These particles — specifically their antimatter variety, antineutrinos — stream in droves from operating nuclear reactors. The particles interact feebly with other matter, allowing them to pass through solid material, including a submarine hull. So a neutrino detector placed near a submarine could reveal what’s going on inside, say neutrino physicists Bernadette Cogswell and Patrick Huber of the Center for Neutrino Physics at Virginia Tech in Blacksburg.

Scientists have previously suggested using neutrinos to detect other nuclear misdeeds, such as nuclear weapons tests (SN: 8/20/18).

But submarines, often on the move, are hard to monitor with stationary instruments. When the vessels do sit in port, their nuclear reactors may be turned off. So the researchers came up with a solution: They’d look at neutrinos produced by the decays of varieties of chemical elements, or isotopes, that remain after a reactor shuts down. A detector located in the water about 5 meters underneath the sub’s reactor could measure neutrinos produced in decays of certain cerium and ruthenium isotopes. Those measurements would reveal if nuclear material had been removed or swapped out.

This method of monitoring a reactor that’s off is “very clever,” says physicist Ferenc Dalnoki-Veress of the Middlebury Institute of International Studies at Monterey in California.

But the idea would still require buy-in from each country to agree to detectors in submarine berths. “Something like this would be so much better if it wouldn’t require cooperation,” says physicist Giorgio Gratta of Stanford University.

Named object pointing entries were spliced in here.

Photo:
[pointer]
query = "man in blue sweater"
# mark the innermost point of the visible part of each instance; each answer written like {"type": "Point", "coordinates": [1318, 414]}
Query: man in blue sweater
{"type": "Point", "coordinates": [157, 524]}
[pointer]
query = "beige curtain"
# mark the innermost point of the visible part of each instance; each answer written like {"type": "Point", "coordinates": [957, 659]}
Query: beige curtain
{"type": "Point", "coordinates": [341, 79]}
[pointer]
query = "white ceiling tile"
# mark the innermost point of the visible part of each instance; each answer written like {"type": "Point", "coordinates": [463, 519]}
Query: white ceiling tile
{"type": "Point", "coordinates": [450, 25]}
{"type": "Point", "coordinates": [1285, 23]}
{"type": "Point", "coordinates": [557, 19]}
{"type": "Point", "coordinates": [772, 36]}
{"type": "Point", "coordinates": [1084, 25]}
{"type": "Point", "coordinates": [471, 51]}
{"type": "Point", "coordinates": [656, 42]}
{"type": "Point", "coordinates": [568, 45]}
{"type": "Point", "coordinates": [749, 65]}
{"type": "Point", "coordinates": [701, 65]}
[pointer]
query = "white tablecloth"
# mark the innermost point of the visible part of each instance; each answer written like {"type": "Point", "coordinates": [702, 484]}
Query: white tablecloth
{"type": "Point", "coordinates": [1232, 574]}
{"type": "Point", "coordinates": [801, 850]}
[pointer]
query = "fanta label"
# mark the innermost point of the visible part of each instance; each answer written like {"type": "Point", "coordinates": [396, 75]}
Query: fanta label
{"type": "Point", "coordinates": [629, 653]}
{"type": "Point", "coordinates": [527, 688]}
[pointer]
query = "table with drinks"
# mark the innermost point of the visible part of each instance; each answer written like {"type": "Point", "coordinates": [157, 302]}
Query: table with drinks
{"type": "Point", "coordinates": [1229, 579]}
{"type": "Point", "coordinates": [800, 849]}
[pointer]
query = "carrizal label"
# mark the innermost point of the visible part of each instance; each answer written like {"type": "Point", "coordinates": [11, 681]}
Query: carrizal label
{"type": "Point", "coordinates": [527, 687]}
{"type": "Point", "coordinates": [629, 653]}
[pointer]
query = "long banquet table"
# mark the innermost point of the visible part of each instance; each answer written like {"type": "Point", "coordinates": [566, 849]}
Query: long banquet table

Submarine monitoring may become more pressing in the near future. So far, all countries that have nuclear submarines already possess nuclear weapons, so the issue was hypothetical. But that’s set to change. The United States and the United Kingdom, two nuclear weapons states, announced last September that they are entering into a cooperative security agreement with Australia and will help the country, a non-nuclear weapons state, acquire nuclear submarines.

There’s little suspicion that Australia would use these submarines as a cover for a nuclear weapons program. But “you still have to worry about the precedent that that sets,” Cogswell says. So, she says, monitoring nuclear submarines is newly important. “The question was how the heck to do that.”